I’m putting my Clausing 5428 back together, and noticed about a 1/4” gap between the head stock and the guard plate for the quick change gear box. 

I never pulled the gear box off, this is how I got it, and seems to work fine.

Is this gap supposed to be here, or is the guard supposed to be flush against the head stock? Should the gear box be moved 1/4” to the right? Or is there some spacer that goes between the guard and headstock? 

The manual does not seem to show a spacer, and I’m not sure I remember pulling out a spacer.


----------



## benmychree (Mar 15, 2020)

It looks like the headstock is supposed to be flush with the end of the bed; the way it is now, does the end gear train line up with the gear on the headstock?


----------



## AndySomogyi (Mar 15, 2020)

benmychree said:


> It looks like the headstock is supposed to be flush with the end of the bed; the way it is now, does the end gear train line up with the gear on the headstock?

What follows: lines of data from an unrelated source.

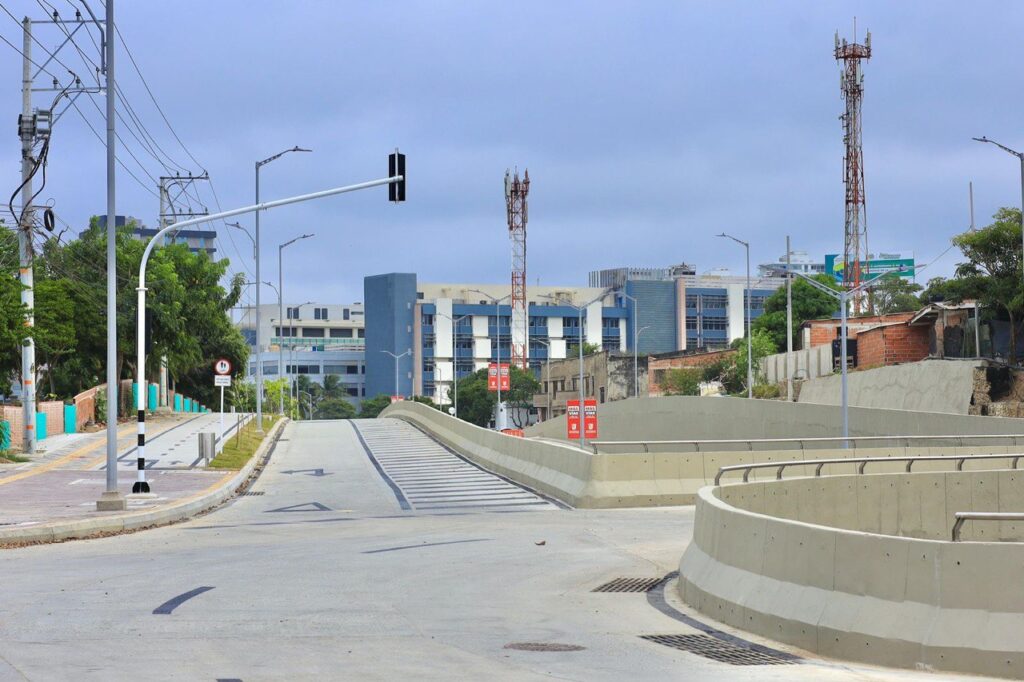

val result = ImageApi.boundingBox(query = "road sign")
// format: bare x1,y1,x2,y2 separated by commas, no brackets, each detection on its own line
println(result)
214,358,232,375
214,375,232,387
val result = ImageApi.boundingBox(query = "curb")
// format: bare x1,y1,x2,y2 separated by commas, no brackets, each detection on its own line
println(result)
0,417,288,546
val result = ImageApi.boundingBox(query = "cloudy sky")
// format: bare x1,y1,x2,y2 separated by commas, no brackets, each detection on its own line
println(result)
2,1,1023,307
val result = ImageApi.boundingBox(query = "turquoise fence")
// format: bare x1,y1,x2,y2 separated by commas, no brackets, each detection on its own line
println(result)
64,404,76,434
35,411,46,441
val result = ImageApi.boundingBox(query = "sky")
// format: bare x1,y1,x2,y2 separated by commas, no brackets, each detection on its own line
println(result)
2,1,1024,308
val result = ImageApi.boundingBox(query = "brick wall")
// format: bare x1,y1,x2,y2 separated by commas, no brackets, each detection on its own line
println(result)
40,400,64,436
804,312,917,348
856,324,930,368
73,386,97,430
648,349,736,396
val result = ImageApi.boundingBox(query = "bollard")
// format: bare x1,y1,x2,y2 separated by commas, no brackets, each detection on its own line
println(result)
198,432,216,465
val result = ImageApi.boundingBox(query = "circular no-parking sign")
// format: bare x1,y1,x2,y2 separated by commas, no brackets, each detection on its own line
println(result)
214,358,232,375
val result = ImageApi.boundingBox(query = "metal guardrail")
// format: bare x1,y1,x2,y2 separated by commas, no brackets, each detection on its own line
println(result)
713,453,1024,486
590,433,1024,454
952,512,1024,542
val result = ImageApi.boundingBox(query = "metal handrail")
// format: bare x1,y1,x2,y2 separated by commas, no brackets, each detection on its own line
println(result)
713,452,1023,486
590,433,1024,454
952,512,1024,542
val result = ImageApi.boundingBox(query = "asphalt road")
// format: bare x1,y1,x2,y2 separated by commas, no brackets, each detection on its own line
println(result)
0,419,989,681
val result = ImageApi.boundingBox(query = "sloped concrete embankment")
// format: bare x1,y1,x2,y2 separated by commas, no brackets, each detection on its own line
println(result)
679,471,1024,679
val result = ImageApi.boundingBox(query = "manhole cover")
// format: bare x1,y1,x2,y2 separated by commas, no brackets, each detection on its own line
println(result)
593,577,663,593
640,635,796,665
504,642,585,652
241,491,265,496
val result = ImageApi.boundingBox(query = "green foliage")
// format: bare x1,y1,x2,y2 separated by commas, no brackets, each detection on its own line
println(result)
453,365,541,428
661,368,702,396
262,378,294,416
567,341,601,357
752,383,781,399
231,381,256,413
753,274,839,352
952,208,1024,359
869,277,922,314
732,330,777,387
358,394,393,418
316,397,356,419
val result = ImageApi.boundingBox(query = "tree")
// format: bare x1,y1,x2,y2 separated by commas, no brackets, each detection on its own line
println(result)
317,397,356,419
359,394,392,418
567,341,600,357
753,274,840,352
952,208,1024,360
869,277,922,314
453,365,541,428
322,374,344,400
661,368,701,396
33,278,77,398
731,330,777,392
262,378,294,416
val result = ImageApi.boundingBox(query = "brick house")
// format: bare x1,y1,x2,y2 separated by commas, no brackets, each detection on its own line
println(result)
647,348,736,396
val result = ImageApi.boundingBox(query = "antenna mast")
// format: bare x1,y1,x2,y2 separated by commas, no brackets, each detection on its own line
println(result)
835,24,871,312
505,168,530,371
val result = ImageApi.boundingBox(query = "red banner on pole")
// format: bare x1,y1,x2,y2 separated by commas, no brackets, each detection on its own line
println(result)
583,398,598,439
487,363,511,392
566,400,581,439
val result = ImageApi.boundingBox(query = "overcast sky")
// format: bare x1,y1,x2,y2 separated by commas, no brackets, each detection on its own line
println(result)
2,1,1023,307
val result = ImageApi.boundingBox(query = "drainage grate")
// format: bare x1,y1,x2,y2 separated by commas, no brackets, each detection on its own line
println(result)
593,577,663,593
504,642,585,652
640,635,795,665
241,491,265,496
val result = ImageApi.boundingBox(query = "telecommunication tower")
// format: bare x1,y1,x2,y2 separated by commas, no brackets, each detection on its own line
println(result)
505,168,530,370
835,25,871,312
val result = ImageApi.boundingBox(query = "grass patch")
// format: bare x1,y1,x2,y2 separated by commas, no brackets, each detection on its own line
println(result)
208,415,280,469
0,452,29,463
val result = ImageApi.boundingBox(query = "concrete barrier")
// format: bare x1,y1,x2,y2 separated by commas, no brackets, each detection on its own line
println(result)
679,471,1024,679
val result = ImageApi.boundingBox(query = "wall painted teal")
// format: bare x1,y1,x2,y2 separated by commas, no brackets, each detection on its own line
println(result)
174,394,182,411
64,405,76,434
35,412,46,441
132,382,138,410
184,398,191,412
148,383,158,411
0,421,11,450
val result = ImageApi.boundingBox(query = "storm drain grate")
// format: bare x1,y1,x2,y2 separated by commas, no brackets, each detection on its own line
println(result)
504,642,586,652
241,491,265,496
640,635,795,665
592,577,664,593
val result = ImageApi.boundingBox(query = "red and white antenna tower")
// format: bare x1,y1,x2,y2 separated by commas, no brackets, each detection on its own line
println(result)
835,23,871,313
505,168,530,371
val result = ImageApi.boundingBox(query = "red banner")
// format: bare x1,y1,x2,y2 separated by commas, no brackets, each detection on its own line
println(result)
487,363,510,392
390,395,405,404
566,400,581,439
583,399,598,439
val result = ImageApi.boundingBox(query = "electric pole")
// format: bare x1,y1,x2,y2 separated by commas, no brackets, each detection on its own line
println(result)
18,17,37,455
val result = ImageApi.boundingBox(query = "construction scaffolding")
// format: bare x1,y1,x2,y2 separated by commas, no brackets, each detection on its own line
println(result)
505,168,530,370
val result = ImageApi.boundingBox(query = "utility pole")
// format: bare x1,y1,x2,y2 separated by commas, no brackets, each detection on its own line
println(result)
786,236,793,401
98,0,125,510
18,16,37,456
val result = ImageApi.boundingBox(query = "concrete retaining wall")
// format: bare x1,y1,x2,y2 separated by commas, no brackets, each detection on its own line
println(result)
760,344,832,384
680,473,1024,679
797,359,980,414
525,394,1024,446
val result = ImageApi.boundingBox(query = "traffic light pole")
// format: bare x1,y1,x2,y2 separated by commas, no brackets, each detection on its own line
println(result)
134,171,403,491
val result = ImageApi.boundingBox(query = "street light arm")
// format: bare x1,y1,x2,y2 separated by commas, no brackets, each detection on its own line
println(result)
717,232,749,248
257,146,313,168
973,136,1023,158
790,271,842,300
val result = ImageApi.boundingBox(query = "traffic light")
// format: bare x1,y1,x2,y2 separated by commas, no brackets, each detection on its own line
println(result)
388,149,406,202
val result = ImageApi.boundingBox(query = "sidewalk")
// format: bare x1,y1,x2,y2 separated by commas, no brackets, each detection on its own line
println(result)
0,411,262,539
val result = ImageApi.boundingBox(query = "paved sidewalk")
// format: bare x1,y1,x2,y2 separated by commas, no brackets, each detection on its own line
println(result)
0,412,254,530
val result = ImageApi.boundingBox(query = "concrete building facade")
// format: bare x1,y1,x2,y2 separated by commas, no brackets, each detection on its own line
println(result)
531,350,647,421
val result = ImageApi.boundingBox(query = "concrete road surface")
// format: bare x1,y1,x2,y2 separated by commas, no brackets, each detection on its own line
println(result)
0,419,992,681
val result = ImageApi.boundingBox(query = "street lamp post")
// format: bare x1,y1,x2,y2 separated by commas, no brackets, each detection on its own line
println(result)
469,290,511,429
263,280,280,412
790,269,905,444
635,326,651,397
381,350,411,397
278,234,314,415
972,136,1024,287
717,233,753,398
225,221,256,259
297,389,315,420
533,337,552,420
255,146,312,433
436,312,470,418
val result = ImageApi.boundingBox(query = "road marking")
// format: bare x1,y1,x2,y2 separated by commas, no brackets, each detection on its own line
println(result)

The headstock is flush with the end of the bed, but the gear box sits proud about 1/4”

There seems to be about 1/8” of backlash in the lead screw. 

Should I try to move the gear box to the right? I’m not sure how much backlash the lead screw should have.


----------



## benmychree (Mar 15, 2020)

There should be as little backlash in the leadscrew as possible, I do not know how your lathe is arranged, but usually, the adjustment for end play is inside the change box.  If all the gearing lines up, I'd not worry about the gap if everything else fits up properly, such as the cover.  I would doubt that the change box could be moved.


----------



## AndySomogyi (Mar 16, 2020)

There is a little bit of movement allowed with the gear box mounting bolts. The tail mounting block for the lead screw had a bit of adjustment in it. 

All the gears basically line up, but there’s a lot of side to side adjustment built into the quadrant.


----------



## AndySomogyi (Mar 22, 2020)

Loosened up the quick change, and it has about 1/8” of movement with the screws loose.

So I moved it to the right, about maybe 1/16 or so, and tightened the screws. This got rid of A LOT of end play in the lead screw. 

However there’s still this gap between the guard plate and the head stock, so I’ll just make a spacer for it. 

I moved the end holder part for the lead screw in until it just touches, so now there’s maybe a few thousands of lead screw end play. Much better than the 1/8” of end play it had before.


----------